Given the group $G=N\oplus M$, show $F(G)=F(N)\oplus F(M)$, where $F(G)$ denotes the Fitting group of $G$ (the product of all nilpotent normal subgroups).
I would say the inclusion $\supseteq$ is trivial, as $F(N)\oplus F(M)$ is itself a nilpotent normal subgroup of $G$, by characterization of the Fitting group it must be contained in $F(G)$, but the other inclusion is what worries me.
On
For future readers: The answer by Arturo Magidin inspired me to look at this in another way: One checks that (if I'm not mistaken) that $$0\rightarrow F(N)\rightarrow F(G)\rightarrow F(M)\rightarrow 0$$ with the canonical injection $\iota_N:F(N)\rightarrow F(G)$ and the projection $\pi_M:F(G)\rightarrow F(M)$ described by Arturo Magidin is a short exact sequence.
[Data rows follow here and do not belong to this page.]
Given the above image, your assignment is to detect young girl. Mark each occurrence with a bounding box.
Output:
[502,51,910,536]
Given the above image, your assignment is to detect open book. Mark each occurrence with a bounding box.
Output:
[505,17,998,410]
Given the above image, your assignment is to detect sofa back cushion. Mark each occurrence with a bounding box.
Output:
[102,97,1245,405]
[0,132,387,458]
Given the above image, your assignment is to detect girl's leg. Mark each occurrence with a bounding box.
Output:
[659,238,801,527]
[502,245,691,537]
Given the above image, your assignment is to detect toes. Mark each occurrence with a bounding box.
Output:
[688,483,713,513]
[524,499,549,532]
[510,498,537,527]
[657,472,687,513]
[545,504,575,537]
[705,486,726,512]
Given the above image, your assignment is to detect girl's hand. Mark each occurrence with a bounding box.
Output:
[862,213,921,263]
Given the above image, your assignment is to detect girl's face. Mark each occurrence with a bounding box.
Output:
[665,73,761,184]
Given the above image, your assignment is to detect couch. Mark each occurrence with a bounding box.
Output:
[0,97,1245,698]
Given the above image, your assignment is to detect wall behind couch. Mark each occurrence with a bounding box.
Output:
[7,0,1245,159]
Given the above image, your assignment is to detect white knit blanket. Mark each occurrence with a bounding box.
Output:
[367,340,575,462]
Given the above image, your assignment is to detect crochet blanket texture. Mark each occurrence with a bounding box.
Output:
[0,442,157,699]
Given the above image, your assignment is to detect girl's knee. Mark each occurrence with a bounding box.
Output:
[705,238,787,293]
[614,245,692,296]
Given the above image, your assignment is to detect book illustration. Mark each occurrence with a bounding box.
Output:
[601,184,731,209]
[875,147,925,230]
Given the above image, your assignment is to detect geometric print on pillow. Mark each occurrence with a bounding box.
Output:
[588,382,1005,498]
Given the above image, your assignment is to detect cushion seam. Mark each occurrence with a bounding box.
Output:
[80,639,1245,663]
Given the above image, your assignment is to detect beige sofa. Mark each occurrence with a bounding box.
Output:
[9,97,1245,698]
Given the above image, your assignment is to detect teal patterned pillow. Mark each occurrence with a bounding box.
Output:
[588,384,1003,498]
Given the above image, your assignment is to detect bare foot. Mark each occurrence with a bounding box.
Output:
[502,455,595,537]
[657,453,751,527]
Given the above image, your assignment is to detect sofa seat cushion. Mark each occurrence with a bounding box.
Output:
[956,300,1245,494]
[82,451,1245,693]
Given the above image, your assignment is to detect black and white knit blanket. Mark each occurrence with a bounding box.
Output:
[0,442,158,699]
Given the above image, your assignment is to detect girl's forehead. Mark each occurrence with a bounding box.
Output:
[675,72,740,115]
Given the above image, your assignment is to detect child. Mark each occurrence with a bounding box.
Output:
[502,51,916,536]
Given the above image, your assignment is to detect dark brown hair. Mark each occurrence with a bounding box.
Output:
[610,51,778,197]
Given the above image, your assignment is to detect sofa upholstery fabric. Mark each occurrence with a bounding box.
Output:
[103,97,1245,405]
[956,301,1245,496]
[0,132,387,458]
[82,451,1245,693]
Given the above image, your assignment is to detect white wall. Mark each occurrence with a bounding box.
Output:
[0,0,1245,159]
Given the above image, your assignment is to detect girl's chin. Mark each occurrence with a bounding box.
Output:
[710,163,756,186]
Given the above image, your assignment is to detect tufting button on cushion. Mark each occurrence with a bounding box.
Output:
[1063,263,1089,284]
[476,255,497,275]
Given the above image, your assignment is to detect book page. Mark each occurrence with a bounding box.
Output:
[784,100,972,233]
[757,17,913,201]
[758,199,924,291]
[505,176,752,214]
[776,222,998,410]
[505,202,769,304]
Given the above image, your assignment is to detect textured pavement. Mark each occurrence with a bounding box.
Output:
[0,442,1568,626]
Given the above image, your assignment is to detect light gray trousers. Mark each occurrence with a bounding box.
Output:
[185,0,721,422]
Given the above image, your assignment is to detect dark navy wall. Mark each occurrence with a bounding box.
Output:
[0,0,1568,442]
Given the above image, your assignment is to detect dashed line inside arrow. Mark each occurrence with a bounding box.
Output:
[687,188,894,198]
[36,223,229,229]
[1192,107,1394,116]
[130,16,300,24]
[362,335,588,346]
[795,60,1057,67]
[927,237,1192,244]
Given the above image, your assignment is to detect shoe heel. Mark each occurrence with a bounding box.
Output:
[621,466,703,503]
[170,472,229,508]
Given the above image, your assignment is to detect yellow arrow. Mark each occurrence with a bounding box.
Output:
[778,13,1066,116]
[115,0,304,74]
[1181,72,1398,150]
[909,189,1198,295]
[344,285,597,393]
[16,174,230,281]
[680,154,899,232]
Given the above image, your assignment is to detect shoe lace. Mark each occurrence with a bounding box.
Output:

Then $\pi_N$ is a retract for the injection $\iota_N$, so the sequence splits and the splitting lemma gives the desired result.
If $A\triangleleft G$ is a nilpotent normal subgroup of $G$, then $$\pi_N(A) = \{n\in N\mid \exists m\in M\text{ such that } (n,m)\in A\}$$ is a nilpotent normal subgroup of $N$ (being the image of a nilpotent normal subgroup under a surjective homomorphism), and likewise $\pi_M(A)$ is a nilpotent normal subgroup of $M$. Clearly, $A\leq \pi_N(A)\oplus \pi_M(A)\leq F(N)\oplus F(M)$. Thus, every nilpotent normal subgroup of $G$ is contained in $F(N)\oplus F(M)$.